Perhaps not that much childish, but "piękne zielone oczy" simply doesn't sound like a nickname in Polish. "Zielonooka" ('green-eyed'), "pięknooka" ('beautiful-eyed') are much more natural for this purpose.


----------



## dreamlike

jasio said:


> Perhaps not that much childish, but "piękne zielone oczy" simply doesn't sound like a nickname in Polish. "Zielonooka" ('green-eyed'), "pięknooka" ('beautiful-eyed') are much more natural for this purpose.


You're right, to an extent. I wouldn't quite call the last two "natural" - these words sound very poetic to me. I would use them only for effect.


----------



## tostadora

Interesting. My starting point was "beautiful green eyes" in english, that doesn't sound childish to me. Does it?

If it really does childish in polish, I think I'll shoot for "pięknooka" And effect is what I want, actually.


----------



## jasio

tostadora said:


> Interesting. My starting point was "beautiful green eyes" in english, that doesn't sound childish to me. Does it?
> 
> If it really does childish in polish, I think I'll shoot for "pięknooka" And effect is what I want, actually.



For me it actually does not, but perhaps a young woman could be a better source of information in this case. 

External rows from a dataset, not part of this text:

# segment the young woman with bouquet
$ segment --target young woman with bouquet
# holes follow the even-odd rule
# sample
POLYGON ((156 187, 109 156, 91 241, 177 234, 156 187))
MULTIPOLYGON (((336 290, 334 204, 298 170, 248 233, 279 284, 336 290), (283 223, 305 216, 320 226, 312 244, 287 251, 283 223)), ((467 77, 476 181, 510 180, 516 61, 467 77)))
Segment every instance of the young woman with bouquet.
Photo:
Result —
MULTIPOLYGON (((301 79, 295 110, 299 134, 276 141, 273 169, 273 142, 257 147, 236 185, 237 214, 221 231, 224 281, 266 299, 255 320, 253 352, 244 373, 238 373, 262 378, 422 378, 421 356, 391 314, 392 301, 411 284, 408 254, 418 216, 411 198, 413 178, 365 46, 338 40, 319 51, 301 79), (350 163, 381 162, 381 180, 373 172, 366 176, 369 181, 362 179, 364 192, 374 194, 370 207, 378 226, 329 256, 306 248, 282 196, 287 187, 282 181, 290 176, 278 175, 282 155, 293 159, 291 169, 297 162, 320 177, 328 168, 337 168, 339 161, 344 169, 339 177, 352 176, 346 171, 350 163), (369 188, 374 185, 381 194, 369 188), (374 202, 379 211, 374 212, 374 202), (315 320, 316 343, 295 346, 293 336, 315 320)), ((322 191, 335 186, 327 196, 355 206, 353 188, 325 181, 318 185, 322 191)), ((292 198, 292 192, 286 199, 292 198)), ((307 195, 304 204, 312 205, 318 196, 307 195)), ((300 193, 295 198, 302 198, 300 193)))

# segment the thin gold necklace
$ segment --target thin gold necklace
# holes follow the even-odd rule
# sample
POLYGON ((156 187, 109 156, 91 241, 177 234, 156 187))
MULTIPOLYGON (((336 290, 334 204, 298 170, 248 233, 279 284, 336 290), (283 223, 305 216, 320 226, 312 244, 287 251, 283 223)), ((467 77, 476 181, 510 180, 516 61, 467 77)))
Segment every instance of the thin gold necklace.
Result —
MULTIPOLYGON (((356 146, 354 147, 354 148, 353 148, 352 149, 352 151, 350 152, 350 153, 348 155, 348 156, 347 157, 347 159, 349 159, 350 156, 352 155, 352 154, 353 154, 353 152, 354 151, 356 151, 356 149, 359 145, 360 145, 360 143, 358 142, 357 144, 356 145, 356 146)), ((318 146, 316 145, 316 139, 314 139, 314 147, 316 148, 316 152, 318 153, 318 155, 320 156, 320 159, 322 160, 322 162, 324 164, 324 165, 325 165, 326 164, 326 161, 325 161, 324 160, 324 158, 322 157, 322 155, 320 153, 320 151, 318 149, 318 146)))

It's just that in Polish it's more natural to call a person "pięknooka" (which apparently refers to a woman) rather then "piękne oczy" (which refers to the eyes themselves, NOT to their owner). If you've seen a classic movie 'Il buono, il brutto, il cattivo', Lee van Cleef impersonated a guy nicknamed 'Angel eyes'. In Polish the nickname was 'anielskooki', NOT 'anielskie oczy' - for the same reason.


----------



## wolfbm1

'Piękne zielone oczy' sounds like something is missing. It has to be preceded by something like 'Kocham Twoje ...'.


----------



## dreamlike

tostadora said:


> Interesting. My starting point was "beautiful green eyes" in english, that doesn't sound childish to me.


I don't know about it being childish or otherwise, but "beautiful green eyes" certainly doesn't lend itself to being used as a given name or a nickname in English, either. I mean, I wouldn't address my girlfriend that way. This might be just me, though.


----------



## tostadora

Hi!

Finally I used "pięknooka" and worked perfectly. Thank you all!


----------